But the second issue is more interesting from a strategic point of view. Historically, most long-term market declines are precipitated on events, triggered by large failures (Lehman Brothers), oil shocks, stock market collapses, geopolitical events (wars, terrorism), and the like. These events lead to significant downward periods of momentum, bear markets, and subsequent economic recessions. The link between the market and the economy during these periods of stress is pronounced.

Investors find comfort in assigning causation to the daily swings of the markets; look no further than the proliferation of the financial media for proof. Yet in this case, one struggles to find reliable and significant causation for the rapid volatility we’ve witnessed recently. Theories certainly abound, but one central root cause for our recent volatility is not widely accepted.
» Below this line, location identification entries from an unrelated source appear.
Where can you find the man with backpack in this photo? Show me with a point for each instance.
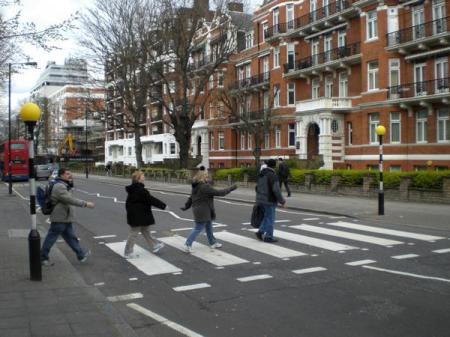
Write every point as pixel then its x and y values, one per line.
pixel 283 175
pixel 268 195
pixel 61 217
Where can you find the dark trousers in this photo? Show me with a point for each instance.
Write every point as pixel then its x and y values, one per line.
pixel 285 182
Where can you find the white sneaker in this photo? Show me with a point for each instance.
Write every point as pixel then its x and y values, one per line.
pixel 157 247
pixel 187 249
pixel 131 256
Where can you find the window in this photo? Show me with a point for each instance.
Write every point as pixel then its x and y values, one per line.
pixel 291 93
pixel 221 141
pixel 371 25
pixel 374 120
pixel 315 88
pixel 443 125
pixel 276 96
pixel 421 126
pixel 349 134
pixel 395 127
pixel 372 76
pixel 276 57
pixel 291 135
pixel 329 86
pixel 211 141
pixel 267 140
pixel 277 137
pixel 343 84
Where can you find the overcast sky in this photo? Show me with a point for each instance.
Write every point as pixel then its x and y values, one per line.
pixel 43 13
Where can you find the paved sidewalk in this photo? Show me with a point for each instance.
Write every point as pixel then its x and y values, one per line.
pixel 62 304
pixel 424 215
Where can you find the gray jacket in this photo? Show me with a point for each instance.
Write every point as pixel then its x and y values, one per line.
pixel 203 200
pixel 63 200
pixel 268 188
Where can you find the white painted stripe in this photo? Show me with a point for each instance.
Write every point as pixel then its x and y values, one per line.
pixel 105 236
pixel 308 270
pixel 148 263
pixel 387 231
pixel 192 287
pixel 348 235
pixel 441 251
pixel 216 257
pixel 408 274
pixel 175 326
pixel 404 256
pixel 254 278
pixel 254 244
pixel 360 262
pixel 125 297
pixel 307 240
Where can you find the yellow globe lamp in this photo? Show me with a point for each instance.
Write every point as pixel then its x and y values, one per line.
pixel 380 130
pixel 30 112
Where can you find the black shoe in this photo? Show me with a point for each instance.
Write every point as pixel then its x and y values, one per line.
pixel 271 240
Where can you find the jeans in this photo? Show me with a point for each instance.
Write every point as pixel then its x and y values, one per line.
pixel 134 232
pixel 197 230
pixel 66 231
pixel 266 227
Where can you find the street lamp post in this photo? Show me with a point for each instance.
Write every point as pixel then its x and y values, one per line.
pixel 380 131
pixel 9 119
pixel 30 114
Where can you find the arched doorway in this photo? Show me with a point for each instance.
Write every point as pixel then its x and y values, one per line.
pixel 199 146
pixel 313 141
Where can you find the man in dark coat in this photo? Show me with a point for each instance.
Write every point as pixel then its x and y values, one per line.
pixel 283 175
pixel 268 195
pixel 139 214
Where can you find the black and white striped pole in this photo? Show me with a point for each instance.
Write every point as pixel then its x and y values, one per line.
pixel 381 130
pixel 30 114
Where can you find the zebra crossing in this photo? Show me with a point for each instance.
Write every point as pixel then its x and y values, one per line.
pixel 299 246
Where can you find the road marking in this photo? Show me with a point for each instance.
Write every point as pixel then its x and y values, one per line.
pixel 148 263
pixel 105 236
pixel 360 262
pixel 392 232
pixel 404 256
pixel 308 270
pixel 441 251
pixel 125 297
pixel 216 257
pixel 175 326
pixel 324 244
pixel 348 235
pixel 408 274
pixel 254 278
pixel 253 244
pixel 192 287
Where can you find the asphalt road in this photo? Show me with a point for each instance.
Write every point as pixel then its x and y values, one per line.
pixel 327 276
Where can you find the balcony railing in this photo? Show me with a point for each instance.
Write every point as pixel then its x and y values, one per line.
pixel 416 32
pixel 333 103
pixel 420 89
pixel 252 81
pixel 327 56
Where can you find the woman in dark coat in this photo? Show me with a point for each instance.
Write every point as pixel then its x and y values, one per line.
pixel 139 214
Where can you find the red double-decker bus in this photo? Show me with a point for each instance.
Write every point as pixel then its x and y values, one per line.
pixel 19 160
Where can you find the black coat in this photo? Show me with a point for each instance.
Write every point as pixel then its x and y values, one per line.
pixel 139 205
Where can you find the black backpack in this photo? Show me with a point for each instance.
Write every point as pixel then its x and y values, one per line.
pixel 44 199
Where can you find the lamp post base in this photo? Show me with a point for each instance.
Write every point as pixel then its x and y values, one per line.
pixel 34 245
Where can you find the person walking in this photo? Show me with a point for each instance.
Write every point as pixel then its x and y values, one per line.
pixel 268 195
pixel 139 214
pixel 202 203
pixel 62 217
pixel 283 175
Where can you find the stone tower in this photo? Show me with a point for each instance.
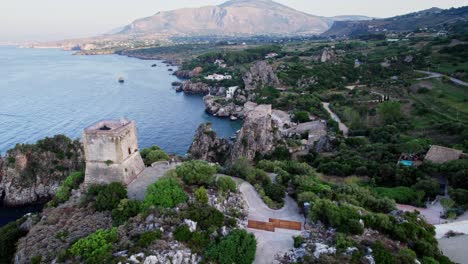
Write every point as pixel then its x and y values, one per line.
pixel 111 152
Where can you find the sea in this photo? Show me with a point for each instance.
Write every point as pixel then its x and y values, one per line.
pixel 45 92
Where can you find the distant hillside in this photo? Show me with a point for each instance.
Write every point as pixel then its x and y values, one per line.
pixel 235 17
pixel 433 18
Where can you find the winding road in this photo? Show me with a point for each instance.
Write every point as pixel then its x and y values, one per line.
pixel 270 244
pixel 335 117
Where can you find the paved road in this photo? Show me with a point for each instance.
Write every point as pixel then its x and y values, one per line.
pixel 432 75
pixel 269 244
pixel 137 189
pixel 341 125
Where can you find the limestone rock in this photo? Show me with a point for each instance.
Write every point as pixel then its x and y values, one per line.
pixel 32 173
pixel 258 136
pixel 206 146
pixel 260 74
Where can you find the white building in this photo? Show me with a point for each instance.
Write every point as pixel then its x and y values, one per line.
pixel 218 77
pixel 231 91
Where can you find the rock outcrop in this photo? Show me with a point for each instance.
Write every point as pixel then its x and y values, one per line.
pixel 221 108
pixel 206 146
pixel 260 74
pixel 186 74
pixel 259 134
pixel 32 173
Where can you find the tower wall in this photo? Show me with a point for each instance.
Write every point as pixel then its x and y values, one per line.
pixel 111 152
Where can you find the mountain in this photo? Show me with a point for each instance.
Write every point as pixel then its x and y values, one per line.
pixel 434 18
pixel 235 17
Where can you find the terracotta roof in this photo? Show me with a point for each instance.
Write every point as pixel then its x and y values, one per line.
pixel 439 154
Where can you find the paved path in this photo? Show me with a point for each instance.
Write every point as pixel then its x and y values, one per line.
pixel 431 214
pixel 432 75
pixel 269 244
pixel 137 189
pixel 460 227
pixel 335 117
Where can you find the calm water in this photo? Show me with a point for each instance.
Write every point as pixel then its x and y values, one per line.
pixel 44 92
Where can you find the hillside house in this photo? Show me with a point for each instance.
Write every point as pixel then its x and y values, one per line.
pixel 218 77
pixel 231 91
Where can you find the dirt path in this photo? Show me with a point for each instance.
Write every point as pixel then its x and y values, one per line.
pixel 335 117
pixel 137 189
pixel 269 244
pixel 432 75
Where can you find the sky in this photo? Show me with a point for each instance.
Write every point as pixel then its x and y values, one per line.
pixel 43 20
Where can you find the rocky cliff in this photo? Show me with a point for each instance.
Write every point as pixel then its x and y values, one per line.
pixel 32 173
pixel 206 145
pixel 260 74
pixel 259 134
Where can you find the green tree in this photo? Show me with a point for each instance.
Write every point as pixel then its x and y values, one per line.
pixel 96 247
pixel 196 172
pixel 201 195
pixel 166 192
pixel 226 184
pixel 238 247
pixel 390 113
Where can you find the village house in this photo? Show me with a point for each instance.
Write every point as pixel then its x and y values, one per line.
pixel 218 77
pixel 220 63
pixel 271 55
pixel 231 91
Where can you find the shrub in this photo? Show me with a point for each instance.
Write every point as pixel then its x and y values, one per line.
pixel 9 235
pixel 96 247
pixel 276 192
pixel 226 184
pixel 109 196
pixel 201 195
pixel 196 172
pixel 298 240
pixel 145 239
pixel 182 233
pixel 125 210
pixel 153 154
pixel 166 192
pixel 238 247
pixel 401 194
pixel 73 181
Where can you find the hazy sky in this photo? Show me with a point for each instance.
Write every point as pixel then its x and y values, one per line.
pixel 22 20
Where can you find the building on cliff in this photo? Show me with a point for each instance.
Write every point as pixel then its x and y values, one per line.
pixel 111 152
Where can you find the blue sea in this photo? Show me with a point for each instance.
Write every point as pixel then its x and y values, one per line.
pixel 44 92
Rarely does the market diverge so strongly from the economic fundamentals that underpin the earnings and growth of the companies in which the public invest. As you will see in the accompanying “Third Quarter Review”, the US economy is picking up momentum and performing much better than it has in quite some time, as measured by a multitude of metrics.

We are not economists, nor do we attempt to predict the future. We offer our insights only to suggest investors have enjoyed meaningful returns amid largely peaceful periods of low volatility for several years; market corrections are common, and we have gone quite some time without one.

Given the lack of any significant underlying cause to the recent spike in volatility, our initial estimate is this is a market correction, like many others before, and not the beginning of a prolonged bear market.